付表1. 生垣内の若木密度とセンダン、トウネズミモチの樹下で回収された種子の割合(%)。出現タイプはA: 若木も回収種子ともにあり、B: 若木はあったが、回収種子なし、C:種子は回収されたが若木はなし。



 表のタイプAは本調査で若木が確認され、散布種子調査でも回収された種であり、13種が確認された。
 タイプBは生垣に若木が確認されたが、散布種子は回収されなかった11種で、このうちアカメガシワとクワ属は夏に結実するが、種子回収調査を冬(12月から2月まで)におこなったため回収されなかった可能性が大きい。他の9種は種子回収調査の範囲では運び込まれなかったと考えられる。
 タイプCはこれとは逆に、種子は回収されたにもかかわらず生垣に若木が確認されなかったもので、9種があった。このうちセンダンとモチノキは調査対象以外の生垣では確認したが、数は少ない。クロガネモチは種子がセンダンの樹下で多数回収されたが若木は確認されなかった。タイプCは種子散布されても生垣では発芽しにくいか、発芽後の生存率が低いと考えられる。
 野鳥について定量的なカウントはしていないが、最も頻繁に観察されたはヒヨドリである。そのほかではムクドリやハシブトガラスが果実を採食するのが観察された。これらの野鳥が生垣に止まって種子を吐き出したり糞を排泄することで種子散布していることの実態の一部が明らかになった。都市においては特に森林に生息し、生息地選択や食性などが特殊化した鳥類は減少し、融通が効く「ジェネラリスト」が相対的にも、絶対数でも増加するとされる(Clavel et al. 2011White et al. 2018)。ジェネラリストは食性幅も広いから、さまざまな果実を食べ、種子散布する。

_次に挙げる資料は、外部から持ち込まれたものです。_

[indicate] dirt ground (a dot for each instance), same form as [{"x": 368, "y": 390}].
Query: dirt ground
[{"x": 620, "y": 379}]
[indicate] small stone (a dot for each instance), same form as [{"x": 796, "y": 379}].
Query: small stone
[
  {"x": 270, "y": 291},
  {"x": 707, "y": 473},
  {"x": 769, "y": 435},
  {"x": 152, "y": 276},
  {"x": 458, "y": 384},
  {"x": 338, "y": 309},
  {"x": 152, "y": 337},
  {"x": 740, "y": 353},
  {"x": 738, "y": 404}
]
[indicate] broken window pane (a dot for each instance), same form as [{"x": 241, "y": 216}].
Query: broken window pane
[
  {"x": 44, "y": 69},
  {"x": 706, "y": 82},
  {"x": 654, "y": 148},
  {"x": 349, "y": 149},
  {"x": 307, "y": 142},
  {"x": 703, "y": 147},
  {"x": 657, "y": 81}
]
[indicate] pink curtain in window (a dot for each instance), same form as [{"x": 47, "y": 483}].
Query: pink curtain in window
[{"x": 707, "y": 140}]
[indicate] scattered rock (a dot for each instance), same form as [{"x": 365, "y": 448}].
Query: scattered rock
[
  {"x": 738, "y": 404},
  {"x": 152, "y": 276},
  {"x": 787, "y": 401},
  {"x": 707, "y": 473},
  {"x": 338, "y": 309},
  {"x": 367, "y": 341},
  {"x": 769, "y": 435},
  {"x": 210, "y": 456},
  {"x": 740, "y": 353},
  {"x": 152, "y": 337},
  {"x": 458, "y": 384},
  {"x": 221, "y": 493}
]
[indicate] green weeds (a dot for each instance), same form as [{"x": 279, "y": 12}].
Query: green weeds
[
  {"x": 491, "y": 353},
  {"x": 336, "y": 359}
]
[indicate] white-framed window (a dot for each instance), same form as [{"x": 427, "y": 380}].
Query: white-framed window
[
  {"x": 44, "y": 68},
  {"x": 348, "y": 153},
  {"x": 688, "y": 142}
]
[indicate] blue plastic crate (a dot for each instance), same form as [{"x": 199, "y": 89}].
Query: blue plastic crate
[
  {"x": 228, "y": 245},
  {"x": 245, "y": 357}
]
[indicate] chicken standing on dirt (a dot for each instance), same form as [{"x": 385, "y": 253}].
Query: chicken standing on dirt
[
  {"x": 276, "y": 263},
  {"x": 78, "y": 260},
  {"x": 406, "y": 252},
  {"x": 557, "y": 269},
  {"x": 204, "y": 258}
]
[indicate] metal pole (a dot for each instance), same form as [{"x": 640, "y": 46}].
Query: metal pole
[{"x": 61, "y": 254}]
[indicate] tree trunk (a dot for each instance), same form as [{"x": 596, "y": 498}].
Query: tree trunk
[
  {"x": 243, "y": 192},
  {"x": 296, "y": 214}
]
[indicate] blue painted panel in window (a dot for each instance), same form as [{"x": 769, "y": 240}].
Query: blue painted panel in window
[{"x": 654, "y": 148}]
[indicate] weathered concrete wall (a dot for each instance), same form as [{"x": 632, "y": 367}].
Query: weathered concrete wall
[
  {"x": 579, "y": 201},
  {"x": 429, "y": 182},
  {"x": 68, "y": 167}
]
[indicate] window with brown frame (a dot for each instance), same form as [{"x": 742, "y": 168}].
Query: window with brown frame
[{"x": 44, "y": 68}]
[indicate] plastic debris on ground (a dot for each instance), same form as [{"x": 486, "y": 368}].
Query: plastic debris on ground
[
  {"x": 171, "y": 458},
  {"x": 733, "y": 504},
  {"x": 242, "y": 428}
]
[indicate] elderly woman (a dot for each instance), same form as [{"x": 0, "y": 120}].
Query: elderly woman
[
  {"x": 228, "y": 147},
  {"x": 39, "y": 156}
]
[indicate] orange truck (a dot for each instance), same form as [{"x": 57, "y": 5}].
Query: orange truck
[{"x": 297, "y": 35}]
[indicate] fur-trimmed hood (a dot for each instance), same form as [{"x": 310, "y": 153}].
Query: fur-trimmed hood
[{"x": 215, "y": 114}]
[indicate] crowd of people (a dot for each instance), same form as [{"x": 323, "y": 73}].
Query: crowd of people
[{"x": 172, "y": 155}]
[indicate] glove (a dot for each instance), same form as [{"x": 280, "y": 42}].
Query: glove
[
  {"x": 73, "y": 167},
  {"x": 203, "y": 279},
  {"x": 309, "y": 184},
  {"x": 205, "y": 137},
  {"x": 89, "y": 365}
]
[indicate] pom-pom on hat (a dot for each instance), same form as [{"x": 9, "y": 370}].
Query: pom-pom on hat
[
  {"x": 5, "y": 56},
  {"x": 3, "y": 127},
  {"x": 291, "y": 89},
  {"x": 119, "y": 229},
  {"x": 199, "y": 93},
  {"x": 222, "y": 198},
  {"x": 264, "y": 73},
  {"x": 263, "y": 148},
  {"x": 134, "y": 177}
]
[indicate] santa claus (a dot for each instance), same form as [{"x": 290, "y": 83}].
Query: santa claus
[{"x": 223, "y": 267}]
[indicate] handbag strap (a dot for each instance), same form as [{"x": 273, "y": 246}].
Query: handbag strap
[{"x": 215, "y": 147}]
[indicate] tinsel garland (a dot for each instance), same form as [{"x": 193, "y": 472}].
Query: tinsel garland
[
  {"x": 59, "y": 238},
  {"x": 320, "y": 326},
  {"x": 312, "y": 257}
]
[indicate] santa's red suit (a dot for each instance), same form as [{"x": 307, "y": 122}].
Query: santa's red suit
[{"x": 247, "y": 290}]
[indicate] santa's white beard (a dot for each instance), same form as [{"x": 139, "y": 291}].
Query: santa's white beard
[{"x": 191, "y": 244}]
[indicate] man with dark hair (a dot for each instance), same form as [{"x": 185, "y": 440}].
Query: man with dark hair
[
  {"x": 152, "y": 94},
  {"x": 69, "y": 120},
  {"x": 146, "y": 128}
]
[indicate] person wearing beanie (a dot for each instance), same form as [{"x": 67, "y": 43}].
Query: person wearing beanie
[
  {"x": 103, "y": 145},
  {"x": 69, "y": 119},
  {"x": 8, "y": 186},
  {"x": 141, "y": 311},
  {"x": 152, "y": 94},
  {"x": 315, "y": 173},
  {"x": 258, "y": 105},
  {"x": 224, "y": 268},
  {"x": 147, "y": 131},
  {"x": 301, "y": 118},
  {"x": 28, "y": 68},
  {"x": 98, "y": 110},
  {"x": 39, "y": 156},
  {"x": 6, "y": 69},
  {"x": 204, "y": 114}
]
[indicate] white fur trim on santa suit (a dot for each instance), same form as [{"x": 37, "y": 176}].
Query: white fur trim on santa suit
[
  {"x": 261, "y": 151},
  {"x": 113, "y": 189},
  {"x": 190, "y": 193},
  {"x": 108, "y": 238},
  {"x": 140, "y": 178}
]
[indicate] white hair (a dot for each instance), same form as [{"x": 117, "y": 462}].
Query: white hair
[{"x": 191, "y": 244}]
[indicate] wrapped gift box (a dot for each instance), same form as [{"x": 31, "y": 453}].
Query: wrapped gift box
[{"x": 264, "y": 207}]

スペインのある都市緑地ではズグロムシクイ(Sylvia atricapilla)というジェネラリストが主要な種子散布者で、特にヨウシュヤマゴボウを散布しているという(Cruz et al. 2013)。東京圏ではヒヨドリがその典型例であろう。実際、1970年代に盛んに植栽されたトウネズミモチの分布拡大は鳥類によるものだとされる(吉永・亀山 2001)。本調査でも生垣内で最も多かった若木はトウネズミモチであった。同時にムクノキとエノキも多く、在来の高木種も高頻度に散布されていることがわかった。霊園での生垣は定期的に剪定されるから、これらの若木が大きく育つことはないが、この事例からわかることは、都市緑地にこれらの種子が散布され、若木も生育しているということである。これらほど数は多くないが、そのほかにも多種の樹種が種子散布され若木が育っていることが確認された。このことから、都市緑地においてヒヨドリを中心として野鳥が樹林の動態に影響しているのは確実と考えられる。このことは都市緑地の生物多様性を考える上でも参考にされて良いことであろう。